For the complete documentation index, see llms.txt. Markdown versions of all pages are available by appending .md to any URL (e.g. /max/get-started.md).

Mojo function

fused_silu_nvfp4_kernel

def fused_silu_nvfp4_kernel[fp4_dtype: DType, scales_dtype: DType, input_dtype: DType, output_layout: TensorLayout, scales_layout: TensorLayout, input_layout: TensorLayout, offsets_layout: TensorLayout, scales_offsets_layout: TensorLayout, input_scales_layout: TensorLayout, num_threads: Int, num_sms: Int](output_tensor: TileTensor[fp4_dtype, output_layout, MutUntrackedOrigin], scales_tensor: TileTensor[scales_dtype, scales_layout, MutUntrackedOrigin], input_tensor: TileTensor[input_dtype, input_layout, ImmUntrackedOrigin], row_offsets: TileTensor[DType.uint32, offsets_layout, ImmUntrackedOrigin], scales_offsets: TileTensor[DType.uint32, scales_offsets_layout, ImmUntrackedOrigin], input_scales: TileTensor[DType.float32, input_scales_layout, ImmUntrackedOrigin])
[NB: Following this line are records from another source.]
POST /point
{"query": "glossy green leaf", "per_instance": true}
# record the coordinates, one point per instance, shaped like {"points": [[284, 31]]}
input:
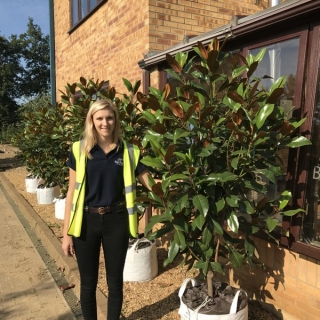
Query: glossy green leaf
{"points": [[291, 213], [233, 222], [284, 199], [199, 221], [179, 133], [180, 239], [201, 203], [271, 223], [299, 142], [128, 84], [236, 259], [152, 162], [216, 266], [172, 253], [232, 201], [263, 114]]}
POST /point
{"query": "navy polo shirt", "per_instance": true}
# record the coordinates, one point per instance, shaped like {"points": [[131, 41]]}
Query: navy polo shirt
{"points": [[104, 176]]}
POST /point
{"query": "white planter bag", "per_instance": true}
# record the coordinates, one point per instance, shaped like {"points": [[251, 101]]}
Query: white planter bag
{"points": [[47, 195], [141, 264], [188, 314], [32, 183], [59, 207]]}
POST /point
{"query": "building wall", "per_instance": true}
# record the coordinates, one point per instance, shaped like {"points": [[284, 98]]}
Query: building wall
{"points": [[109, 44], [172, 20], [288, 285]]}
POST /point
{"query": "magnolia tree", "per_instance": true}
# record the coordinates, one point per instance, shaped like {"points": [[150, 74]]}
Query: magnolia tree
{"points": [[209, 145]]}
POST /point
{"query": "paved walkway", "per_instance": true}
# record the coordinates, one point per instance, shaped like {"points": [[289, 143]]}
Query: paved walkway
{"points": [[27, 289]]}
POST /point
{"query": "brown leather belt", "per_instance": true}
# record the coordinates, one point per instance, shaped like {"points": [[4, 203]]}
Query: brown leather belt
{"points": [[107, 209]]}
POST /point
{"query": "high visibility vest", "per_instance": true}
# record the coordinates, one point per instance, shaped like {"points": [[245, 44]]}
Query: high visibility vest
{"points": [[131, 154]]}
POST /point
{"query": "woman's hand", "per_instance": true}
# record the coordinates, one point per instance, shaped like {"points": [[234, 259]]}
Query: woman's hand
{"points": [[67, 246]]}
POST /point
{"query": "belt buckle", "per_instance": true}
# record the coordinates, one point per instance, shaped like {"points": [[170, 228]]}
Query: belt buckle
{"points": [[101, 210]]}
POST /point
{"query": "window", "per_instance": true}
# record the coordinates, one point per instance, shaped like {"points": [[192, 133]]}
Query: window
{"points": [[280, 59], [311, 224], [81, 8]]}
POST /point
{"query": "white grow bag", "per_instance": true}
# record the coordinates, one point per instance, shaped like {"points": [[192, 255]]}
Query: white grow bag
{"points": [[141, 264], [59, 207], [32, 183], [47, 195], [188, 314]]}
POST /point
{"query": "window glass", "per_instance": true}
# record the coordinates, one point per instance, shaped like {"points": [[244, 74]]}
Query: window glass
{"points": [[81, 8], [311, 224], [84, 8], [280, 59], [75, 17]]}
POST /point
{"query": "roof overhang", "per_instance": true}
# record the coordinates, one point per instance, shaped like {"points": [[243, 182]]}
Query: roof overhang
{"points": [[284, 12]]}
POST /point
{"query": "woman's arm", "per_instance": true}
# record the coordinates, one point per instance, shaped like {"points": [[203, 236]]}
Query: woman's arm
{"points": [[67, 243], [143, 178]]}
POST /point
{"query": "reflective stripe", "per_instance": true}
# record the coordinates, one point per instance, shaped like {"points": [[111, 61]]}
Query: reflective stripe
{"points": [[131, 156], [132, 210], [130, 188]]}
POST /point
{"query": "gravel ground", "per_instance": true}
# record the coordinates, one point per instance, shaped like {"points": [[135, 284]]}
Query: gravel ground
{"points": [[152, 300]]}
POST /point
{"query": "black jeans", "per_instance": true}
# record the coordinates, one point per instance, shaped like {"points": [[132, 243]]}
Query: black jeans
{"points": [[112, 231]]}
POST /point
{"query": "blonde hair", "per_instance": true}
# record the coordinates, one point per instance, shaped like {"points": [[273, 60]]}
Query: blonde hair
{"points": [[90, 133]]}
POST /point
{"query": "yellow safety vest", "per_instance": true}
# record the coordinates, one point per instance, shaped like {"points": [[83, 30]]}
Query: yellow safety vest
{"points": [[131, 154]]}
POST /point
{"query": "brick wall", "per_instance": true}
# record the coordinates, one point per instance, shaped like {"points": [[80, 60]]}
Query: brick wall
{"points": [[109, 44], [171, 20]]}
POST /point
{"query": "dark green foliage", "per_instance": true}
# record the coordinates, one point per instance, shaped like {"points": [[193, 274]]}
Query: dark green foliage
{"points": [[210, 145]]}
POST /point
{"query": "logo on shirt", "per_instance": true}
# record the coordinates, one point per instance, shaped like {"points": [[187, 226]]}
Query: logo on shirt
{"points": [[119, 162]]}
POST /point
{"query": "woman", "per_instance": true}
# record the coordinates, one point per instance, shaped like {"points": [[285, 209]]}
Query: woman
{"points": [[100, 205]]}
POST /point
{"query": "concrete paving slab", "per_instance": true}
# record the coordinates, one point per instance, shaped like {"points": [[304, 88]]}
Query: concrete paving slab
{"points": [[27, 289]]}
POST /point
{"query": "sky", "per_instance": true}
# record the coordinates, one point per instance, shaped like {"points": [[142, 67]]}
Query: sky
{"points": [[14, 16]]}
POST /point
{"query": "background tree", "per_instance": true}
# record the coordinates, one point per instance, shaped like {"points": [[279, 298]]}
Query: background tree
{"points": [[24, 70]]}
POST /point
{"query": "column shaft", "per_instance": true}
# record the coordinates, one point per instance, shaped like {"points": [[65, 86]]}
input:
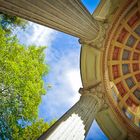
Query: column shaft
{"points": [[75, 124], [69, 16]]}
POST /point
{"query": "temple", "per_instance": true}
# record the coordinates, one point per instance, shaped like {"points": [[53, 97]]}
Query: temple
{"points": [[109, 63]]}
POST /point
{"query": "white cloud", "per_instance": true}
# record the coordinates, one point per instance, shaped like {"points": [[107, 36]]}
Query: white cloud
{"points": [[36, 34], [75, 81]]}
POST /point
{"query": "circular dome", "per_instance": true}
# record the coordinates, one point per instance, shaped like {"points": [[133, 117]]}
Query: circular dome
{"points": [[122, 63]]}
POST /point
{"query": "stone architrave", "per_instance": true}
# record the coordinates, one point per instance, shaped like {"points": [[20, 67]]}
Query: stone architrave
{"points": [[69, 16]]}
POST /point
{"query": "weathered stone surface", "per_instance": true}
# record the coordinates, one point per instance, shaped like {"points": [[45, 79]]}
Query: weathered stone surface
{"points": [[69, 16]]}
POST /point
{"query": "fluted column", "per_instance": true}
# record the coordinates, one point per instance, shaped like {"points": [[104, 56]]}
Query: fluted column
{"points": [[74, 125], [69, 16]]}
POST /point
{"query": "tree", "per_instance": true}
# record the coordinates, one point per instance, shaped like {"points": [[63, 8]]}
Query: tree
{"points": [[9, 22], [21, 88]]}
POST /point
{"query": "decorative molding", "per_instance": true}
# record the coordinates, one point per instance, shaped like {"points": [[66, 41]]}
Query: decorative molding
{"points": [[99, 40]]}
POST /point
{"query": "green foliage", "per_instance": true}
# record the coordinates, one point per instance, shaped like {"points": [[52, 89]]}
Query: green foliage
{"points": [[21, 88], [9, 22]]}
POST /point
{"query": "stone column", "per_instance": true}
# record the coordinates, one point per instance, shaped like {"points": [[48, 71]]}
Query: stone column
{"points": [[69, 16], [74, 125]]}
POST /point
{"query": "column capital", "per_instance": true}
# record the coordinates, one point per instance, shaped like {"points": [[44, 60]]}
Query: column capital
{"points": [[97, 92]]}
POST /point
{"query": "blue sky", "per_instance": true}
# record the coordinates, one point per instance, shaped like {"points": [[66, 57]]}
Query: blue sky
{"points": [[62, 55]]}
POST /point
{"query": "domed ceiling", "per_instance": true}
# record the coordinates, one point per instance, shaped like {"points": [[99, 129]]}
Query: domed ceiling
{"points": [[123, 62]]}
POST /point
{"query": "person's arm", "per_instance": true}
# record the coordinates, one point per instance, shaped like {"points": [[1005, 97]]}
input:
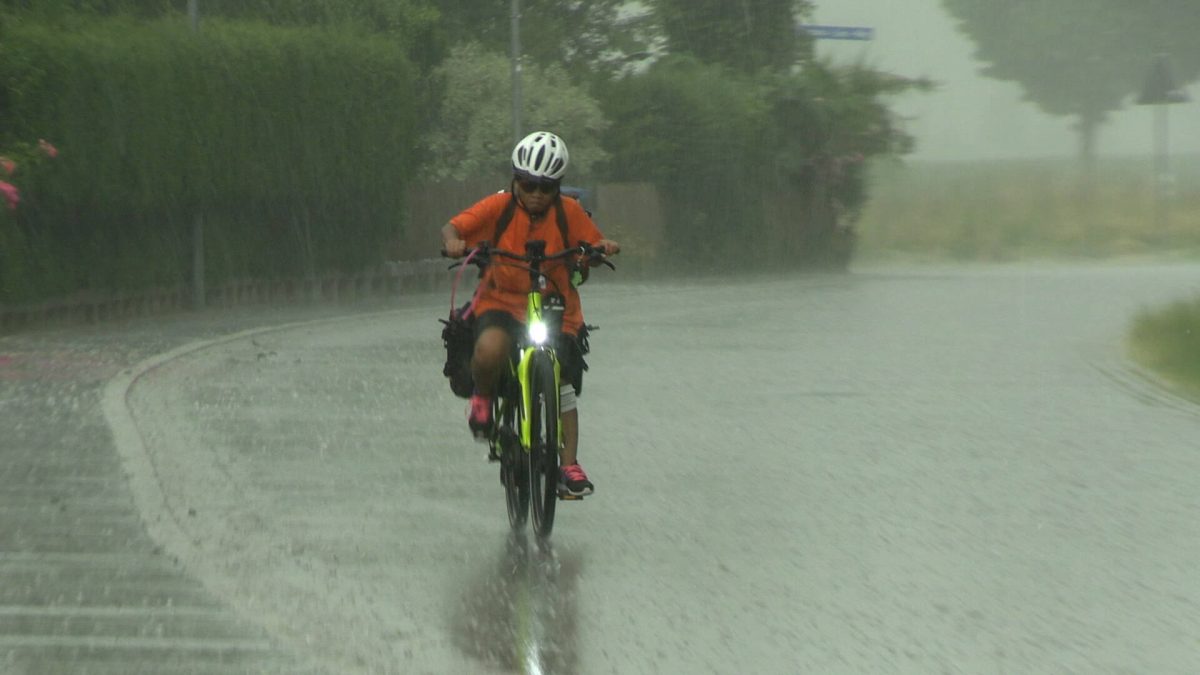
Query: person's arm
{"points": [[454, 245]]}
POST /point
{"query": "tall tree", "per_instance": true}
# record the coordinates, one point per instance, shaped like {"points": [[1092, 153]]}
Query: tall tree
{"points": [[745, 35], [472, 136], [1080, 58], [589, 39]]}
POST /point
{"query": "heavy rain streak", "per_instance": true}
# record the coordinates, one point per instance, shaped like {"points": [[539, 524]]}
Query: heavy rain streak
{"points": [[895, 365]]}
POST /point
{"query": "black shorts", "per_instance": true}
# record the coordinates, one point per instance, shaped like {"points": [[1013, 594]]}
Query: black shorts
{"points": [[569, 347]]}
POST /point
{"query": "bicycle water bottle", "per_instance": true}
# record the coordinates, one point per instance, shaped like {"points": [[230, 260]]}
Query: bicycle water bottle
{"points": [[552, 309]]}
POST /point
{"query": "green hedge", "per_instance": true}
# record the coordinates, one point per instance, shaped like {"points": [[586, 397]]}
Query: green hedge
{"points": [[1168, 340], [294, 143]]}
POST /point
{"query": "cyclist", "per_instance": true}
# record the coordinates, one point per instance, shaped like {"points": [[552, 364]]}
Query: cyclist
{"points": [[535, 209]]}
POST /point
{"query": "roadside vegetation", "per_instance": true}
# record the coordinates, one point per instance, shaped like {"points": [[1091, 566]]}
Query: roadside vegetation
{"points": [[1168, 341], [1029, 209]]}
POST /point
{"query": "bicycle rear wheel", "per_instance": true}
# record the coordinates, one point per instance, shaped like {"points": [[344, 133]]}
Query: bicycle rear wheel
{"points": [[543, 443]]}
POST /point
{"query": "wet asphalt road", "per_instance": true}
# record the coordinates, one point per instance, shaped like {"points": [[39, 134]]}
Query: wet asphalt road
{"points": [[934, 471]]}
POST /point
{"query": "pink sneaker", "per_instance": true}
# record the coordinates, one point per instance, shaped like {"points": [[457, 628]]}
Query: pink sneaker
{"points": [[479, 417], [573, 481]]}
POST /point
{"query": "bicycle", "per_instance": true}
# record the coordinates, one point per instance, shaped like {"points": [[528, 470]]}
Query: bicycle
{"points": [[526, 435]]}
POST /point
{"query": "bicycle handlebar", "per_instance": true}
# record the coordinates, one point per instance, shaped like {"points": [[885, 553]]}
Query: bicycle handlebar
{"points": [[480, 255]]}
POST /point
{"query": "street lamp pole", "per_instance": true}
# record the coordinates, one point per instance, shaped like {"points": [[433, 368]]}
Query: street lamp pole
{"points": [[516, 71]]}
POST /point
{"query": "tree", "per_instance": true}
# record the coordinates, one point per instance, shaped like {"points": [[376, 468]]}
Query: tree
{"points": [[744, 35], [473, 133], [588, 39], [1080, 58]]}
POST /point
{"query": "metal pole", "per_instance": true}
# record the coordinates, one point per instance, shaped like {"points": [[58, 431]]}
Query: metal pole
{"points": [[198, 290], [1162, 168], [516, 71]]}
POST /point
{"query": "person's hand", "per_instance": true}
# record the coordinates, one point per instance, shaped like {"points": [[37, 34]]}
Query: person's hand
{"points": [[609, 246], [454, 248]]}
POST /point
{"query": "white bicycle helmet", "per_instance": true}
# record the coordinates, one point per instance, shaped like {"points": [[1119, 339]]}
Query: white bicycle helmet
{"points": [[541, 155]]}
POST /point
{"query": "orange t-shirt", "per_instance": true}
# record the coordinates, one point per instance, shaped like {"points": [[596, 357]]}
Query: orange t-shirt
{"points": [[504, 287]]}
This kernel performs the SILU operation for all the MLPs in the EP MoE module. We need to manually implement the kernel here is because after the EP dispatch phase, the actual number of received tokens is not known to the host. This kernel will read the row offsets to determine the actual number of received tokens in the input tensor.

Once the SILU operation is performed, the output tensor will be quantized to the NVFP4 format. The scales tensor will be padded and zero-filled.

Arguments: output_tensor: The output tensor to store the result. scales_tensor: The tensor to store the scales. input_tensor: The input tensor to perform the SILU operation. row_offsets: The row offsets to determine the actual number of received tokens. scales_offsets: The offsets to determine the position of the scales tiles. input_scales: Per-expert input scale factors.